Fast forward to the late 90s, when the opportunity to start his own company presented itself to Tim, about two years after the U.S. had deregulated the telecom industry. “There was an enormous amount of capital that was flowing in to what today is the 3G build out.” So Tim “took the design build out, and ran a methodology out of Accenture, dropped it into the wireless 3G build out, then launched.”

 

But when the markets began to cool in the early 2000’s, Tim decided to sell the company to Flextronics. “It was an exciting period for me.

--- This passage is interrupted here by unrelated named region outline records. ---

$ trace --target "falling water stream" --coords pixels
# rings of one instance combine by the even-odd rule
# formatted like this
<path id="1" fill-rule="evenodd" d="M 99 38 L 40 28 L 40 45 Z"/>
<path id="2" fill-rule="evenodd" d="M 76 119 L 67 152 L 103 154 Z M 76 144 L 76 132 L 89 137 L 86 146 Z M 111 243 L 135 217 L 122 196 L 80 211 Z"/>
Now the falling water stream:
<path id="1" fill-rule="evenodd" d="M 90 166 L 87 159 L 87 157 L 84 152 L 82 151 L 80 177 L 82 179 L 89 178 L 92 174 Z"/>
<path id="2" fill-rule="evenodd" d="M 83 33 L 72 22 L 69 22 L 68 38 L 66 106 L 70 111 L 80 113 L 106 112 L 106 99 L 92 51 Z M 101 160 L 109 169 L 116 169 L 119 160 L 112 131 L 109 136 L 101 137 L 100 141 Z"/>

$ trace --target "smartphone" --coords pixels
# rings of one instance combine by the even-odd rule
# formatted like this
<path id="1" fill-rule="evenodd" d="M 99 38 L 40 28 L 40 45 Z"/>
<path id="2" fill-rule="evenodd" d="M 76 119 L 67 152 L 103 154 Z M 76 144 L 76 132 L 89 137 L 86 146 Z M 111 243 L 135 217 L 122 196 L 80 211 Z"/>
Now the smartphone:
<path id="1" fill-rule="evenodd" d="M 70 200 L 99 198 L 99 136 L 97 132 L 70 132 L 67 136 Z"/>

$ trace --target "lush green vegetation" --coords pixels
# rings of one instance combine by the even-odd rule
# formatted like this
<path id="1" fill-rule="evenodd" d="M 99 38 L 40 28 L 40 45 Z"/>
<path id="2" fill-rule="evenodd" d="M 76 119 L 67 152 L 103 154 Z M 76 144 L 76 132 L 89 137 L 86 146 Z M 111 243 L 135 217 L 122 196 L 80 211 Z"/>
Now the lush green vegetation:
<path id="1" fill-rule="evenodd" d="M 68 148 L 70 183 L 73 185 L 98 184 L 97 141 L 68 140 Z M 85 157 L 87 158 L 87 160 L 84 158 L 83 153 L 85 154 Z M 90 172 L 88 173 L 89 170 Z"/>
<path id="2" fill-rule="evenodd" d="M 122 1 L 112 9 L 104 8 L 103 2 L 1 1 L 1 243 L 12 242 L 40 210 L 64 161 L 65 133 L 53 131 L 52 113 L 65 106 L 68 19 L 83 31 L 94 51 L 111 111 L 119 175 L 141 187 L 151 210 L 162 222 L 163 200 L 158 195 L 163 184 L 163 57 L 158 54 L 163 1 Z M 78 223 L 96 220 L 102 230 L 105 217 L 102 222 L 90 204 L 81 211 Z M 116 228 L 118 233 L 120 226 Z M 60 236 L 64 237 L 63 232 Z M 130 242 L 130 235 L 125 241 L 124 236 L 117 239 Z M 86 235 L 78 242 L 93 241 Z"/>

We went from a business plan to almost 300 employees, on 40 client engagements in 15 countries, all in the span of about 24 months, then sold the company.” After that, Tim moved to Europe and launched the network services division for Flextronics, which grew to about 8,000 employees and almost $800 million in revenues in just two years.

 

At this point, Tim decided that he needed to go to detox for the corporate environment and decompress. So he went back and got a Ph.D. at Texas A & M University, then made his way to Cincinnati after seven years at Florida State. A move that he does not regret.

 

“The Miami environment is a pretty special environment. Our students are special. And the program that we’ve erected there, and the entrepreneurship world, so to speak, is pretty unique as well. And I think that one of the things, for me personally, that is gratifying, is to once and for all be able to bring 20 years of, 30 years of experience to bear, to make a real impact on 18, 19, 20, 21-year-old students.”

 

Q: What have you learned so far about what it means to teach entrepreneurship?

 

“I like to say we don’t teach students about entrepreneurship; we teach them to do it,” Tim replied. “I think one thing that we’ve learned is that entrepreneurship is eclectic, in that it’s interdisciplinary in the way in which we work together with disciplines from lots of different areas.”

 

Tim explained that there are important “pillars” to what the instructors do at Miami: “One is that we built a set of curricula and co-curricular programs that are truly interdisciplinary in nature. And evidence of that is last year we had over 2,800 students take at least one course in entrepreneurship. For the first time ever, we had at least one student from every major across campus participate in the program, that’s all 116 undergraduate majors.”

 

A second important pillar, according to Tim, is a program they created that is wholly practice-based and immersive in its approach. “When I explain why we emphasize a practice-based immersive approach, I use the analogy of basketball…The challenge we face is that today we want to give students as many shots on goal as possible, with the fundamental belief that when they move beyond Miami, and they graduate and go out into the real world, that they are job-ready day one.”

 

Tim elaborated: “Central to the design of what we do in our program is this fundamental belief in the transformative power of learning by doing, and which is one of the reasons why so much of what we do with our students requires relationships with people like yourself. You know very well that we’ve worked really hard with our program to integrate with the ecosystem, not just in Cincinnati, the StartupCincy movement, but across the U.S. We have strong relationships on the West Coast and the East Coast, buffeted in large part by the alumni that have gone on to do some great things in those markets.”

 

Tim shared much more about the exciting things happening at Miami, including how the University and its President are grappling with the challenges that the current pandemic is causing for higher education. Also discussed are how the times have changed for startups, no longer restricting them to certain geographic hot spots like Silicon Valley. Call him biased, but Tim assures us that, nowadays, “Savvy entrepreneurs, both seasoned as well as first-timers, recognize the fact, or are coming to recognize the fact, that the opportunity to launch high-growth companies is as much evidenced here in the Midwest as it is in either coast.”